Wasps usually become a problem in late summer and it is at this time of year that most people suffer from stings, which can be fatal at times. However wasps have been active since spring time, building and increasing their nest until it can contain 30,000 wasps by late summer.
A wasps' nest is constructed of chewed wood which is mixed with the saliva of the wasp until a texture of paper is achieved; this substance is then moulded into cell-like structures to make the nest. The construction of the nest is carried out by the workers of the colony.

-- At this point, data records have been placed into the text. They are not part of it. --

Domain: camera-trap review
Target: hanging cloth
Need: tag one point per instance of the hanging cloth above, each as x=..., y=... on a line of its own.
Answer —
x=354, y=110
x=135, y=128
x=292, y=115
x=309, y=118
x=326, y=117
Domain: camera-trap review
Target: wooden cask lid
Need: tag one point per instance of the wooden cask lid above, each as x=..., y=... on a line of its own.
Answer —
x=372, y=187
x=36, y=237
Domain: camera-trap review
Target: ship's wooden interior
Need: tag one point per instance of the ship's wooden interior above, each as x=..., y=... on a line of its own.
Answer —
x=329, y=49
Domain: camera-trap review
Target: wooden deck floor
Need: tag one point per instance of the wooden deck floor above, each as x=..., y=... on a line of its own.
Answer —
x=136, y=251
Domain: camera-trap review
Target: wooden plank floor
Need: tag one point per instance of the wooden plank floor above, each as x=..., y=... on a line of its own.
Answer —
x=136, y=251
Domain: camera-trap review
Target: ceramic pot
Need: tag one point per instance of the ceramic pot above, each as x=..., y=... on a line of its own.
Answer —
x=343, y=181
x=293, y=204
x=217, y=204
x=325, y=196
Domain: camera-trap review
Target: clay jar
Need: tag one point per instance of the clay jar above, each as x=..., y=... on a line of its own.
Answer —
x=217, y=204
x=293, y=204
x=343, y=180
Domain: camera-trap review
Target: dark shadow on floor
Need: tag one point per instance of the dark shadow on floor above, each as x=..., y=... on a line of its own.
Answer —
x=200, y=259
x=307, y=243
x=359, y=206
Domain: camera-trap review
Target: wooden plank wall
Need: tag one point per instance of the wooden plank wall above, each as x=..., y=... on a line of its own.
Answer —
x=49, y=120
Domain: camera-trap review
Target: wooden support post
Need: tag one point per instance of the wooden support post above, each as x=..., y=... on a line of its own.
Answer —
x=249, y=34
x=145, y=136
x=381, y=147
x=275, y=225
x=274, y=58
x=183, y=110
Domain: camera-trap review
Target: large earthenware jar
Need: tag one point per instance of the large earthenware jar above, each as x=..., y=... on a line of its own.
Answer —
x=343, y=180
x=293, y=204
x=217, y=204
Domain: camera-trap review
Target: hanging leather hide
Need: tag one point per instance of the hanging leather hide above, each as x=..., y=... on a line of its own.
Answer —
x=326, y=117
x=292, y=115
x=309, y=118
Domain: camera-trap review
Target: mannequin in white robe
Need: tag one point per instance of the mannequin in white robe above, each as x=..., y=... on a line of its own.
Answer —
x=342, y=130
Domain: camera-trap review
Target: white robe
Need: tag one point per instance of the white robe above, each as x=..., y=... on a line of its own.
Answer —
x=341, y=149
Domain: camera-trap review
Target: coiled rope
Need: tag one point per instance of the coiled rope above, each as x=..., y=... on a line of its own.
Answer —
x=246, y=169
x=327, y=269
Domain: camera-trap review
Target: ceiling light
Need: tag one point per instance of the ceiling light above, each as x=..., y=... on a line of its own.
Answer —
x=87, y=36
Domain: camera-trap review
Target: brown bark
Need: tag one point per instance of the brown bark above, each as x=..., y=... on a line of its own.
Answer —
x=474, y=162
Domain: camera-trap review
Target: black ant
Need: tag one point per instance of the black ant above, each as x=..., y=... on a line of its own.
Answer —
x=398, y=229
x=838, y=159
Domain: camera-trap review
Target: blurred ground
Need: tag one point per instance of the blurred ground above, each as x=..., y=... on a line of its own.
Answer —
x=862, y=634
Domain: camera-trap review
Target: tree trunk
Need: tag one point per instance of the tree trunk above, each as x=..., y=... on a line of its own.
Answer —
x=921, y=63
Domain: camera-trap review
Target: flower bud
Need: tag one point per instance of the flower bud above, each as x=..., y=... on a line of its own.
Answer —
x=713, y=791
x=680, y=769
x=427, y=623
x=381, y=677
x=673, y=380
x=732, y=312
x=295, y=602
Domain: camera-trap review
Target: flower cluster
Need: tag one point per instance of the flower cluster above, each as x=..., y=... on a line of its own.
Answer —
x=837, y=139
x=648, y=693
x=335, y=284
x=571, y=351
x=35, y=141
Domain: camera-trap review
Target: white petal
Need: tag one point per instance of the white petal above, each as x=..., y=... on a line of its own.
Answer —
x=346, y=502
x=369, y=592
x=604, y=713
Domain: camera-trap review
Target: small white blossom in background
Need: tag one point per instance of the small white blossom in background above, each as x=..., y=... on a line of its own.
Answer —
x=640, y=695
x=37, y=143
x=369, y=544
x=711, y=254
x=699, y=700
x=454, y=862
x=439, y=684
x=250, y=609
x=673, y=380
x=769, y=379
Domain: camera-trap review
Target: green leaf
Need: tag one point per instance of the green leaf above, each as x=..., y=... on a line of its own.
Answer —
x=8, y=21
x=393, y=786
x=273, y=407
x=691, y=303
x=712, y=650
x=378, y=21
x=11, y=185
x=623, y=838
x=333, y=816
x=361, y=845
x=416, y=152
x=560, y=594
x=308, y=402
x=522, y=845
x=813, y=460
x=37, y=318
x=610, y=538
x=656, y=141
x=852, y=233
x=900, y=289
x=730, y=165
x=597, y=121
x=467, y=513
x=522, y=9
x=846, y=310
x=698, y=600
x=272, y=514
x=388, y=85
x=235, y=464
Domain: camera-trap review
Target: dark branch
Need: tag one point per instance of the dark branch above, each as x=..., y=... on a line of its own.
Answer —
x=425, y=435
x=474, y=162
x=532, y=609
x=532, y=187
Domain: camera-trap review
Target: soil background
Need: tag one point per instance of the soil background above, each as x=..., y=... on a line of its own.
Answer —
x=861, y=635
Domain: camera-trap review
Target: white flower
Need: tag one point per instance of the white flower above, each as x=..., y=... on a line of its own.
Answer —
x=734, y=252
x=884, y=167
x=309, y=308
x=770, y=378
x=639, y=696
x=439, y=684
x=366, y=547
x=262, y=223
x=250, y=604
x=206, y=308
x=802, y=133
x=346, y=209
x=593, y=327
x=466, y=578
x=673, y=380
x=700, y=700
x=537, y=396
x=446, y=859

Queen wasps will come out of hibernation at spring time to start building a nest, at the same time she lays the first eggs; workers emerge a few weeks later. Workers will continue to construct the nest throughout summer whilst the queen will continue to lay eggs, producing both sterile and fertile wasps. During autumn, fertile wasps mate and the workers die off. The newly-fertilised females are the only wasps to survive and hibernate over winter. A wasps' nest is never used again.
Wasps' nests are usually found either in lofts or embankments and can easily be treated either by destruction of the nest or by the application of an insecticide.
What do wasps do?
Wasps eat flies, aphids, caterpillars and other invertebrates, making them an important insect-controlling predator. Wasps are amazing architects, building paper nests from chewed up wood.
They are master crafts-women (all workers are female). The nest is made up of combs of hexagonal paper cells and provides a home for some of our most beautiful, pollinating hoverflies.
How many species of wasp are there?
There are around 250 species of wasps in the UK. A handful of these wasps are social animals, the majority are solitary and cause no upset to humans. The Common wasp (Vespula vulgaris) is found throughout the UK in almost all habitats, including woodland and urban areas. Known as the yellowjacket wasp in the USA, these insects are nicknamed jaspers in the Midlands, deriving either from the Latin for wasp, vespa, or from the similarity in looks to the striped mineral jasper.
The Common Wasp is the most frequently-seen wasp in the UK and is easily identified by most people. Adult workers measure 12-17 mm whereas the queen is around 20mm. Black and yellow stripes give a clear warning to other animals that these insects are dangerous. With the abdomen split into six segments, one black/yellow stripe on each, the Common Wasp is very similar to the German Wasp. The key difference is that Common Wasps lack the three black dots on the head and distinct black dots on the back as they merge with the back stripes.
Why do wasps sting?
Wasps have a sting to allow them to capture and immobilise their prey (such as aphids, caterpillars, flies and spiders). They may also sting to defend their nest. Learn more about stings here.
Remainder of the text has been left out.